Esta solución no le gustó nada a Edmundo. Sin embargo, no se hubiera atrevido jamás a desobedecerle. Subió al trineo y se sentó a los pies de la Reina. Ella desplegó su piel alrededor del niño y lo envolvió bien.

—¿Te gustaría tomar algo caliente? —le preguntó.

—Sí, por favor, su Majestad —dijo Edmundo, cuyos dientes castañeteaban.

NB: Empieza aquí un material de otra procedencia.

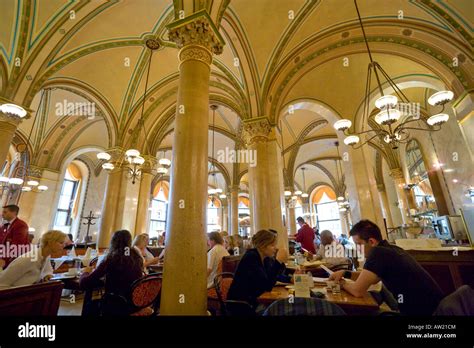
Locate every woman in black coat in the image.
[227,230,288,308]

La Reina sacó de entre los pliegues de sus mantos una pequeñísima botella que parecía de cobre. Entonces estiró el brazo y dejó caer una gota de su contenido sobre la nieve, junto al trineo. Por un instante, Edmundo vio que la gota resplandecía en el aire como un diamante. Pero, en el momento de tocar la nieve, se produjo un ruido leve y allí apareció una taza adornada de piedras preciosas, llena de algo que hervía. Inmediatamente el Enano la tomó y se la entregó a Edmundo con una reverencia y una sonrisa; pero no fue una sonrisa muy agradable.

Tan pronto comenzó a beber, Edmundo se sintió mucho mejor. En su vida había tomado una bebida como ésa. Era muy dulce, cremosa y llena de espuma. Sintió que el líquido lo calentaba hasta la punta de los pies.

—No es bueno beber sin comer, Hijo de Adán —dijo la Reina un momento después—. ¿Qué es lo que te apetecería comer?


Delicias turcas
, por favor, su Majestad —dijo Edmundo.

La Reina derramó sobre la nieve otra gota de su botella y al instante apareció una caja redonda atada con cintas verdes de seda. Edmundo la abrió: contenía varias libras de lo mejor en
Delicias turcas
. Eran dulces y esponjosas. Edmundo no recordaba haber probado jamás algo semejante.

Mientras comía, la Reina no dejó de hacerle preguntas. Al comienzo, Edmundo trató de recordar que era vulgar hablar con la boca llena. Pero luego se olvidó de todas las reglas de educación y se preocupó únicamente de comer tantas
Delicias turcas
como pudiera. Y mientras más comía, más deseaba continuar comiendo.

Mientras tanto, no se le pasó por la mente preguntarse por qué su Majestad era tan inquisitiva. Ella consiguió que él le contara que tenía un hermano y dos hermanas y que una de éstas había estado en Narnia y había conocido al Fauno. También le dijo que nadie, excepto ellos, sabía nada sobre Narnia. La Reina pareció especialmente interesada en el hecho que los niños fueran cuatro y volvió a ese punto con frecuencia.

—¿Estás seguro que ustedes son sólo cuatro? Dos Hijos de Adán y dos Hijas de Eva, ¿nada más ni nada menos?

Edmundo, con la boca llena de
Delicias turcas
, se lo reiteraba. «Sí, ya se lo dije», repetía olvidando llamarla «su Majestad». Pero a ella eso no parecía importarle ahora.